Laboratory of Hepatobiliary and Pancreatic Surgery, Affiliated Hospital of Guilin Medical University, No. 15, Lequn Road, Xiufeng District, Guilin, 541001, Guangxi, P.R. China.
Department of Burns, Nanfang Hospital, Southern Medical University, Guangzhou, 510515, Guangdong, P.R. China.
BMC Cancer. 2024 Jun 7;24(1):700. doi: 10.1186/s12885-024-12436-x.
Although radical surgical resection is the most effective treatment for hepatocellular carcinoma (HCC), the high rate of postoperative recurrence remains a major challenge, especially in patients with alpha-fetoprotein (AFP)-negative HCC who lack effective biomarkers for postoperative recurrence surveillance. Emerging radiomics can reveal subtle structural changes in tumors by analyzing preoperative contrast-enhanced computer tomography (CECT) imaging data and may provide new ways to predict early recurrence (recurrence within 2 years) in AFP-negative HCC. In this study, we propose to develop a radiomics model based on preoperative CECT to predict the risk of early recurrence after surgery in AFP-negative HCC.
Patients with AFP-negative HCC who underwent radical resection were included in this study. A computerized tool was used to extract radiomic features from the tumor region of interest (ROI), select the best radiographic features associated with patient's postoperative recurrence, and use them to construct the radiomics score (RadScore), which was then combined with clinical and follow-up information to comprehensively evaluate the reliability of the model.

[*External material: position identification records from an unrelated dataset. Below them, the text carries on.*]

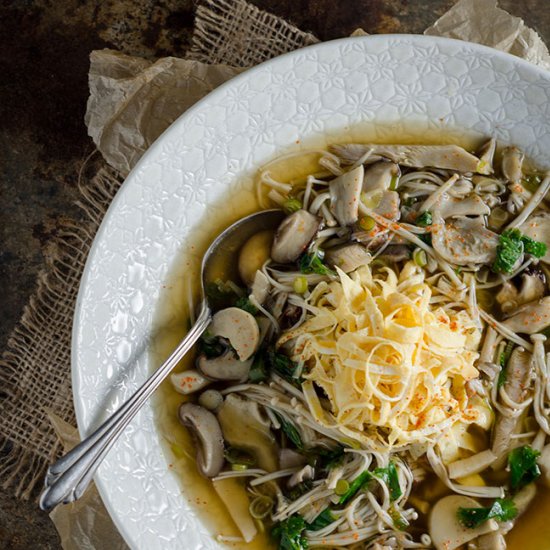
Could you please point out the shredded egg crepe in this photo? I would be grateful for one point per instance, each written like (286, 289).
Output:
(393, 365)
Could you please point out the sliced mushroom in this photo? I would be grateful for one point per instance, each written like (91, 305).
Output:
(512, 163)
(244, 427)
(532, 288)
(486, 153)
(538, 228)
(293, 236)
(233, 494)
(239, 327)
(491, 541)
(524, 498)
(379, 176)
(348, 257)
(388, 207)
(211, 400)
(253, 255)
(306, 473)
(451, 207)
(448, 157)
(345, 193)
(445, 530)
(225, 367)
(188, 381)
(530, 318)
(517, 387)
(396, 253)
(464, 241)
(206, 432)
(260, 287)
(544, 464)
(290, 459)
(471, 465)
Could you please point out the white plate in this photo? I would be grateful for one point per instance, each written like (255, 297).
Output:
(324, 92)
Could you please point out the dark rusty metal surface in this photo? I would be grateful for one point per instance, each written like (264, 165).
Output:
(44, 48)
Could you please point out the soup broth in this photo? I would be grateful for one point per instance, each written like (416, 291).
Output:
(532, 530)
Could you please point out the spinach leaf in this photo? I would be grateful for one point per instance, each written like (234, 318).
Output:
(424, 219)
(290, 533)
(523, 467)
(322, 520)
(390, 477)
(355, 486)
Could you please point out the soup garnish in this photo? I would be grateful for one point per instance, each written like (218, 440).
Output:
(379, 375)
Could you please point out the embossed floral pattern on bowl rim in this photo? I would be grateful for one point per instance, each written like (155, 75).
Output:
(329, 91)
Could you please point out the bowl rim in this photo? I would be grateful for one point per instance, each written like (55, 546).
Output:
(84, 428)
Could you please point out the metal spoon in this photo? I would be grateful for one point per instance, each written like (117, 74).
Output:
(68, 478)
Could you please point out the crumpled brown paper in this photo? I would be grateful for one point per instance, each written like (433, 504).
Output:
(132, 101)
(84, 524)
(482, 21)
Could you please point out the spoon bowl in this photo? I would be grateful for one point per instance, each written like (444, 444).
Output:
(68, 478)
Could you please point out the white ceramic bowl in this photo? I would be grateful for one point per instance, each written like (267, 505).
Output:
(380, 86)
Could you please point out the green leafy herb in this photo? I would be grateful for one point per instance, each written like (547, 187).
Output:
(390, 477)
(289, 533)
(399, 521)
(312, 263)
(509, 250)
(511, 245)
(322, 520)
(524, 469)
(355, 486)
(223, 294)
(210, 345)
(258, 370)
(503, 509)
(292, 205)
(426, 237)
(245, 304)
(291, 432)
(424, 219)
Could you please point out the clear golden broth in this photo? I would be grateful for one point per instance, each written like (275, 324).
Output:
(533, 529)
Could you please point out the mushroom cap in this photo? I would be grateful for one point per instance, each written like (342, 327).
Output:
(445, 530)
(188, 381)
(512, 164)
(225, 367)
(530, 318)
(348, 257)
(449, 157)
(293, 236)
(345, 193)
(244, 426)
(239, 327)
(464, 241)
(205, 430)
(378, 176)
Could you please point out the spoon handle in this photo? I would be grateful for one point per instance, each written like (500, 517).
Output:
(68, 478)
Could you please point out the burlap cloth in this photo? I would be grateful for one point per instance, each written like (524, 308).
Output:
(35, 376)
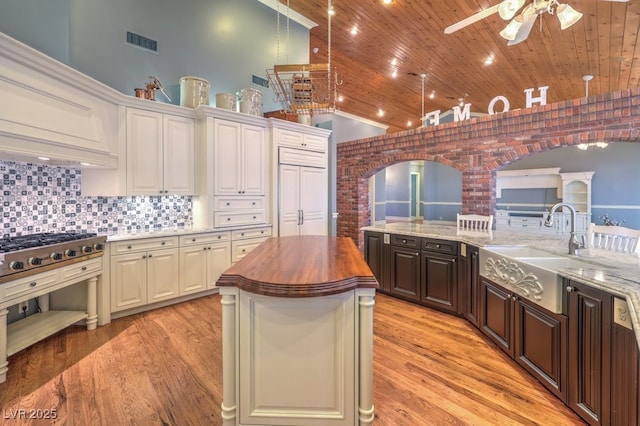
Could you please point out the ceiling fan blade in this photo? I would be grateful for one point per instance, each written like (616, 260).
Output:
(524, 30)
(471, 19)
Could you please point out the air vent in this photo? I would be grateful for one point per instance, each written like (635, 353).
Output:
(142, 42)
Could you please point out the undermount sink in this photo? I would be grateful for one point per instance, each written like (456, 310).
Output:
(529, 272)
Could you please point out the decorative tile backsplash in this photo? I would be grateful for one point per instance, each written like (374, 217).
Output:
(42, 198)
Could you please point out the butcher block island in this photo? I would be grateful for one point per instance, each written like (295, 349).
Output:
(297, 341)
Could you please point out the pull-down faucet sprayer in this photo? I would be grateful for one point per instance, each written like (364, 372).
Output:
(574, 244)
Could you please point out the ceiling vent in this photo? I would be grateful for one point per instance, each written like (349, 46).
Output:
(142, 42)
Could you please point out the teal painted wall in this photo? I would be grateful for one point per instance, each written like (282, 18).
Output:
(222, 41)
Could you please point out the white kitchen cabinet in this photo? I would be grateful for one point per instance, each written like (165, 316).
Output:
(160, 153)
(303, 200)
(143, 272)
(156, 156)
(239, 159)
(243, 241)
(203, 258)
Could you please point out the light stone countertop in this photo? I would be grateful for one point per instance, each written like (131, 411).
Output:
(174, 232)
(616, 273)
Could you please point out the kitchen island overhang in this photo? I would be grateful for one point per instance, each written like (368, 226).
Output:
(297, 341)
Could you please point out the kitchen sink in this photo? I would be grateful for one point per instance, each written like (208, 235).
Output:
(530, 273)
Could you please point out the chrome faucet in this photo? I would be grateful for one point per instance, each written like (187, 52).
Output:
(574, 244)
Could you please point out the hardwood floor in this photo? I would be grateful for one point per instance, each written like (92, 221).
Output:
(164, 367)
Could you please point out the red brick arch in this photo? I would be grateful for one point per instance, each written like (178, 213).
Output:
(479, 146)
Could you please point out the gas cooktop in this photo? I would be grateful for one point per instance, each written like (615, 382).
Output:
(29, 254)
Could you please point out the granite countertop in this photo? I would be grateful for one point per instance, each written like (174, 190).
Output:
(174, 232)
(616, 273)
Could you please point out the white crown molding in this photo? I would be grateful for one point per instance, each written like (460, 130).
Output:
(292, 14)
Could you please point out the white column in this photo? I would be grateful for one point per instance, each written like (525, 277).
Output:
(3, 345)
(92, 303)
(365, 402)
(229, 306)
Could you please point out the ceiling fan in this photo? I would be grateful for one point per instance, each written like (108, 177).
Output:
(520, 26)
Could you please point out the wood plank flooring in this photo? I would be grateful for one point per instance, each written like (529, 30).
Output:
(164, 368)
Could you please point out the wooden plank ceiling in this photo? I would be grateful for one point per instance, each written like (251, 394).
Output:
(603, 44)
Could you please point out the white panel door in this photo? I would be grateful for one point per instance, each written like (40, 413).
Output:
(313, 201)
(128, 281)
(162, 275)
(289, 200)
(179, 146)
(254, 164)
(219, 259)
(227, 158)
(193, 269)
(144, 152)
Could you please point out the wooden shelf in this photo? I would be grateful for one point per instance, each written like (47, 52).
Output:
(25, 332)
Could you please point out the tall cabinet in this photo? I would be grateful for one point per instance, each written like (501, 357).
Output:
(300, 179)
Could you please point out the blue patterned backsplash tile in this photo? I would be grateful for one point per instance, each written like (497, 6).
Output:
(43, 198)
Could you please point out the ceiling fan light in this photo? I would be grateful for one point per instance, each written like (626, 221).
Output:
(508, 8)
(567, 16)
(511, 30)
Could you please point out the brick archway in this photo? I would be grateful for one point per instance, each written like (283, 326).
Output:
(479, 146)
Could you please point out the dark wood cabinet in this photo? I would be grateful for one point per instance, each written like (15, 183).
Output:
(589, 311)
(405, 268)
(624, 376)
(540, 345)
(439, 275)
(496, 318)
(533, 336)
(376, 254)
(469, 283)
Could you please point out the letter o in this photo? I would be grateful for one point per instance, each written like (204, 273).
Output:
(505, 103)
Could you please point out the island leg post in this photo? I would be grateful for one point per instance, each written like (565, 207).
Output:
(229, 405)
(365, 403)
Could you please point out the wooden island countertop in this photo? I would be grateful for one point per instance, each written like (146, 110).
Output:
(301, 266)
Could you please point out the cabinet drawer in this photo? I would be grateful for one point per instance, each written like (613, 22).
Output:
(22, 287)
(299, 157)
(238, 203)
(210, 237)
(129, 246)
(240, 249)
(405, 241)
(221, 219)
(90, 267)
(440, 246)
(243, 234)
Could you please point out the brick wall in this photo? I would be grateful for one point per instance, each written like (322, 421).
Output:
(479, 146)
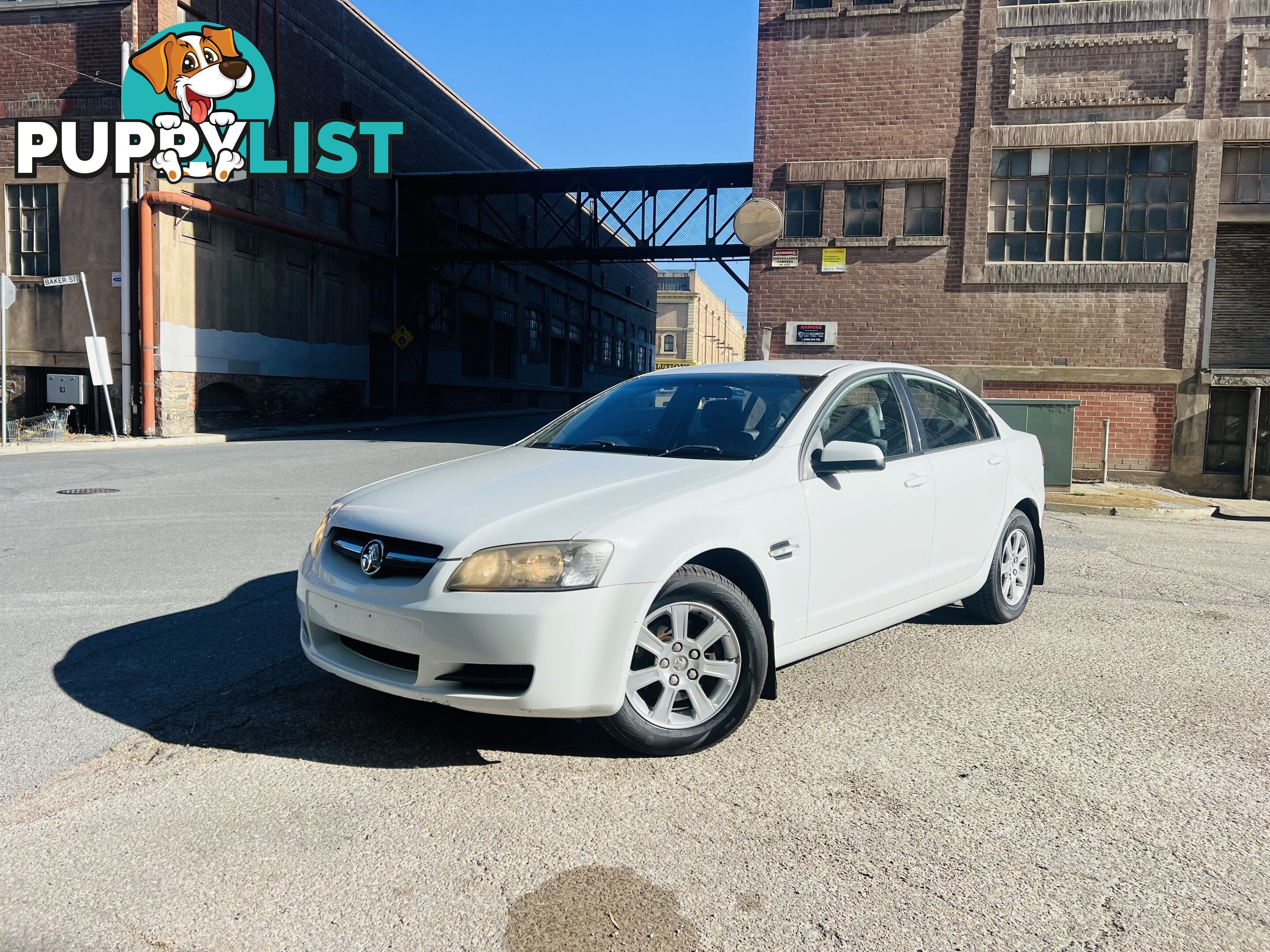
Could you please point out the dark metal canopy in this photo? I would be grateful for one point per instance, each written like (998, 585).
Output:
(625, 214)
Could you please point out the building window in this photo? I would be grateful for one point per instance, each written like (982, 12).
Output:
(1227, 439)
(862, 208)
(803, 211)
(294, 196)
(379, 227)
(504, 312)
(247, 240)
(1246, 175)
(507, 280)
(331, 207)
(35, 242)
(1109, 204)
(924, 208)
(441, 306)
(533, 331)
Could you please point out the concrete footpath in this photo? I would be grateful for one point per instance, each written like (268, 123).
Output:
(292, 432)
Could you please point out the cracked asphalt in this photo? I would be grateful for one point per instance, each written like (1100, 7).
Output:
(175, 776)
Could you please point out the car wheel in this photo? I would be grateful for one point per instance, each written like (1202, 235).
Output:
(698, 667)
(1008, 588)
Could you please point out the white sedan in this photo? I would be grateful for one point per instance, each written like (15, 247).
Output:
(654, 555)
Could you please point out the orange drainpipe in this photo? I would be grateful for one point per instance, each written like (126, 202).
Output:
(148, 273)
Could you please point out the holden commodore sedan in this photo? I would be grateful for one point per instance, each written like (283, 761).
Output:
(654, 555)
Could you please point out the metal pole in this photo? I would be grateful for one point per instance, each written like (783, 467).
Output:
(1250, 468)
(125, 290)
(4, 372)
(92, 324)
(1106, 447)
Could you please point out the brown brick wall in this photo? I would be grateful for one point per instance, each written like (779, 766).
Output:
(1142, 420)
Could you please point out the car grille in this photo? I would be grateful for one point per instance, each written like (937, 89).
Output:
(402, 556)
(384, 655)
(510, 678)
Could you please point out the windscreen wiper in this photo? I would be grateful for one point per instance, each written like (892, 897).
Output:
(713, 451)
(606, 446)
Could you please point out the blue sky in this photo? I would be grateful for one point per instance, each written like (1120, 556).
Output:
(598, 82)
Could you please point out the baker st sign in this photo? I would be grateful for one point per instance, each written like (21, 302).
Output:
(821, 334)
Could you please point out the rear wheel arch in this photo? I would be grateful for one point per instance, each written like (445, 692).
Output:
(1031, 509)
(741, 572)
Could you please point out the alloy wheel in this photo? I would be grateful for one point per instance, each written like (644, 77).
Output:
(685, 667)
(1015, 568)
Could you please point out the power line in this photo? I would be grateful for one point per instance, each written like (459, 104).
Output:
(59, 67)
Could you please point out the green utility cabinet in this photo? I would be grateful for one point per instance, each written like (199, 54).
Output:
(1053, 423)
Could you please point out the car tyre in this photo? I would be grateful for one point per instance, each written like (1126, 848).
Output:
(710, 598)
(1008, 588)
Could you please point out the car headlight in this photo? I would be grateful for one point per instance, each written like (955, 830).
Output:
(315, 546)
(539, 566)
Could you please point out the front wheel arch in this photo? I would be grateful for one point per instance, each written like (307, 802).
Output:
(740, 569)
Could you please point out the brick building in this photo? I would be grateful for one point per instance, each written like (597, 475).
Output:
(694, 324)
(250, 323)
(1061, 200)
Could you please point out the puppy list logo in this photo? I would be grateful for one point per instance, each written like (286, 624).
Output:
(197, 102)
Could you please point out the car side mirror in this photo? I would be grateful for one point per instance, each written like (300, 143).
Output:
(842, 456)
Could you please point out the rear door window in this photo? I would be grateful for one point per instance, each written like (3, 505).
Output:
(944, 414)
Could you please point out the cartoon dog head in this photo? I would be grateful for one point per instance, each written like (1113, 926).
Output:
(195, 69)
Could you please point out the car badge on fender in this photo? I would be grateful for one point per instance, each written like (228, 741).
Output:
(373, 556)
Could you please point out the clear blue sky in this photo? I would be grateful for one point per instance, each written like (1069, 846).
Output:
(598, 82)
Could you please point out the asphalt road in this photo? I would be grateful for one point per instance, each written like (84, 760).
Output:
(1091, 777)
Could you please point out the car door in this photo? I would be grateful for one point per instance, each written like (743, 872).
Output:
(869, 530)
(971, 478)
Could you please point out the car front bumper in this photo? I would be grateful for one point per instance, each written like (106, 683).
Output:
(578, 643)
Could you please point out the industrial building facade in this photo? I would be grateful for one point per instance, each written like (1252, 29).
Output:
(694, 324)
(252, 323)
(1062, 200)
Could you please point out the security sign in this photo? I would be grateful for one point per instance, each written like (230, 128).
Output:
(821, 334)
(402, 337)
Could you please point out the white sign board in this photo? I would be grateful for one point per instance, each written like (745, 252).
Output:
(98, 362)
(808, 334)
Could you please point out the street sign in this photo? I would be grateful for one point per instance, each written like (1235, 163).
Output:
(98, 362)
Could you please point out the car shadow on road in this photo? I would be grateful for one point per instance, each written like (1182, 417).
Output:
(230, 676)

A total of 148 patients with AFP-negative HCC were enrolled in this study, and 1,977 radiographic features were extracted from CECT, 2 of which were the features most associated with recurrence in AFP-negative HCC. They had good predictive ability in both the training and validation cohorts, with an area under the ROC curve (AUC) of 0.709 and 0.764, respectively. Tumor number, microvascular invasion (MVI), AGPR and radiomic features were independent risk factors for early postoperative recurrence in patients with AFP-negative HCC. The AUCs of the integrated model in the training and validation cohorts were 0.793 and 0.791, respectively. The integrated model possessed the clinical value of predicting early postoperative recurrence in patients with AFP-negative HCC according to decision curve analysis, which allowed the classification of patients into subgroups of high-risk and low-risk for early recurrence.
The nomogram constructed by combining clinical and imaging features has favorable performance in predicting the probability of early postoperative recurrence in AFP-negative HCC patients, which can help optimize the therapeutic decision-making and prognostic assessment of AFP-negative HCC patients.
尽管根治性手术切除是治疗肝细胞癌(HCC)最有效的方法,但术后复发率高仍是一个主要挑战,特别是在缺乏术后复发监测有效生物标志物的 AFP 阴性 HCC 患者中。新兴的放射组学可以通过分析术前增强计算机断层扫描(CECT)成像数据来揭示肿瘤的细微结构变化,并可能为预测 AFP 阴性 HCC 的早期复发(2 年内复发)提供新方法。在这项研究中,我们提出建立基于术前 CECT 的放射组学模型,以预测 AFP 阴性 HCC 手术后早期复发的风险。
本研究纳入接受根治性切除术的 AFP 阴性 HCC 患者。使用计算机工具从肿瘤感兴趣区(ROI)提取放射组学特征,选择与患者术后复发相关的最佳影像学特征,并使用它们构建放射组学评分(RadScore),然后结合临床和随访信息综合评估模型的可靠性。
本研究共纳入 148 例 AFP 阴性 HCC 患者,从 CECT 中提取了 1977 个放射组学特征,其中 2 个特征与 AFP 阴性 HCC 的复发最相关。它们在训练和验证队列中均具有良好的预测能力,ROC 曲线下面积(AUC)分别为 0.709 和 0.764。肿瘤数量、微血管侵犯(MVI)、AGPR 和放射组学特征是 AFP 阴性 HCC 患者术后早期复发的独立危险因素。综合模型在训练和验证队列中的 AUC 分别为 0.793 和 0.791。根据决策曲线分析,综合模型具有预测 AFP 阴性 HCC 患者术后早期复发的临床价值,可以将患者分为早期复发的高危和低危亚组。
结合临床和影像学特征构建的列线图在预测 AFP 阴性 HCC 患者术后早期复发的概率方面具有良好的性能,有助于优化 AFP 阴性 HCC 患者的治疗决策和预后评估。